LISTERIA: Anyone who has handled any of the recalled product should monitor themselves for symptoms during the coming weeks because it can take up to 70 days after exposure to Listeria for symptoms of listeriosis to develop.
Symptoms of Listeria infection can include vomiting, nausea, persistent fever, muscle aches, severe headache and neck stiffness. Specific laboratory tests are required to diagnose Listeria infections, which can mimic other illnesses.
Pregnant women, the elderly, young children, and people such as cancer patients who have weakened immune systems are particularly at risk of serious illnesses, life-threatening infections and other complications. Although infected pregnant women may experience only mild, flu-like symptoms, their infections can lead to premature delivery, infection of the newborn or even stillbirth.

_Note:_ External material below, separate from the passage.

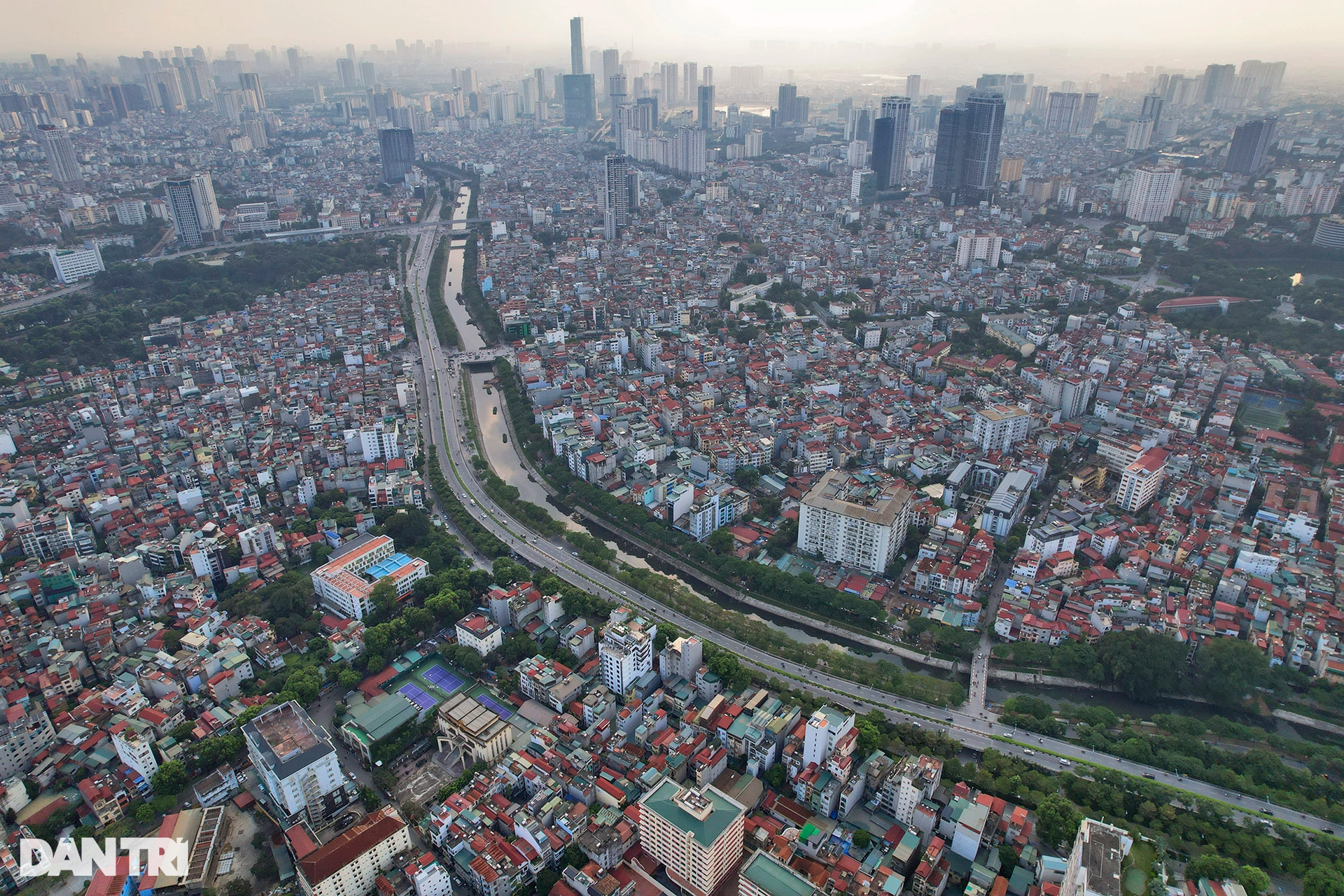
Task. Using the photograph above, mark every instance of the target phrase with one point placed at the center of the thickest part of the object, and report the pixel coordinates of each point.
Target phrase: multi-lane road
(445, 428)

SALMONELLA: Anyone who has handled any of the recalled products and developed symptoms of Salmonella infection should seek medical attention. Sick people should tell their doctors about the possible exposure to Salmonella bacteria because special tests are necessary to diagnose salmonellosis. Salmonella infection symptoms can mimic other illnesses, frequently leading to misdiagnosis.

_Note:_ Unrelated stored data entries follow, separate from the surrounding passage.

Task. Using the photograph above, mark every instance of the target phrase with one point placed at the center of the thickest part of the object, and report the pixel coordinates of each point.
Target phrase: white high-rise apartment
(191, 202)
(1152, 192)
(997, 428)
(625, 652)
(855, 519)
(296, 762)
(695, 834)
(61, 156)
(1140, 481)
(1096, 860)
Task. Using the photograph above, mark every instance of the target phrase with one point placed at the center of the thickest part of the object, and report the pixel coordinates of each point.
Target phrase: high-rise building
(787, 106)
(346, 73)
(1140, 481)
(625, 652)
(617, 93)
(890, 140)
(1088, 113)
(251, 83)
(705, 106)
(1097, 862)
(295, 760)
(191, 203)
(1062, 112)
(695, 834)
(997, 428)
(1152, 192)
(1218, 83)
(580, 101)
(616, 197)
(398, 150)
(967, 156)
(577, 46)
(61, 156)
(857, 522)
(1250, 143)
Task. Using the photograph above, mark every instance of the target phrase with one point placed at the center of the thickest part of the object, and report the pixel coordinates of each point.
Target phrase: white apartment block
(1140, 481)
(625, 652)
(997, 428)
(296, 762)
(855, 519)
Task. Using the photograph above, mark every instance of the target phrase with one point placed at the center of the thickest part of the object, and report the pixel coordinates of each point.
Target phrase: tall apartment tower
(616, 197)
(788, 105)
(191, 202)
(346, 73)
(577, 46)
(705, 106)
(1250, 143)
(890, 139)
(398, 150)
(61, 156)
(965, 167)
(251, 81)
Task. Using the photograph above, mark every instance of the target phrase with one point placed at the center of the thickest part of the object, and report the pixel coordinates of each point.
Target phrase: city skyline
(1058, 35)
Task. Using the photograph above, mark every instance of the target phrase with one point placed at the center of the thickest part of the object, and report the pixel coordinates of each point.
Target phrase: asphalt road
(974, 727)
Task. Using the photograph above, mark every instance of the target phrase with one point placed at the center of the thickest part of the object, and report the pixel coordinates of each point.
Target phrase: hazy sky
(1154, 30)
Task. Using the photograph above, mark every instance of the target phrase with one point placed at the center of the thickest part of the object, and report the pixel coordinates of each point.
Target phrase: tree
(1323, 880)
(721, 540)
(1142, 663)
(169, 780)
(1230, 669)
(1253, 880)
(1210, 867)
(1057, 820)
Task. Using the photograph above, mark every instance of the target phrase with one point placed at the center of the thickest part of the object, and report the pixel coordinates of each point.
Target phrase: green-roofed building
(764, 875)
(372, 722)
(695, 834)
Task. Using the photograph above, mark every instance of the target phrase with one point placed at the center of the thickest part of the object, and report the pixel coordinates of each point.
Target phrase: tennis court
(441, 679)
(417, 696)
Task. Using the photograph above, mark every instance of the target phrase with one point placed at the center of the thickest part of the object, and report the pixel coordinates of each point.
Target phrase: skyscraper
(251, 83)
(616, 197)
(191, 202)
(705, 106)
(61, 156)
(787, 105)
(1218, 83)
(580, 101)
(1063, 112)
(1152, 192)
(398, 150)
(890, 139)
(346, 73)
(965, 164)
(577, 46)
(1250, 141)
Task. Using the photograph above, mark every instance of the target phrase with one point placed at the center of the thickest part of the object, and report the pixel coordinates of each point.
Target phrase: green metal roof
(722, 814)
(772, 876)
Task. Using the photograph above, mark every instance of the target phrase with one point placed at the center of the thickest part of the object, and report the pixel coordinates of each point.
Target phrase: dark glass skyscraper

Symptoms of Salmonella infection can include diarrhea, abdominal cramps, and fever within 12 to 72 hours after eating contaminated food. Otherwise healthy adults are usually sick for four to seven days. In some cases, however, diarrhea may be so severe that patients need to be hospitalized.
Older adults, children, pregnant women and people with weakened immune systems, such as cancer patients, are more likely to develop a severe illness and serious, sometimes life-threatening conditions.
It is possible for some people to be infected with the bacteria and to not get sick or show any symptoms, but to still be able to spread the infection to others.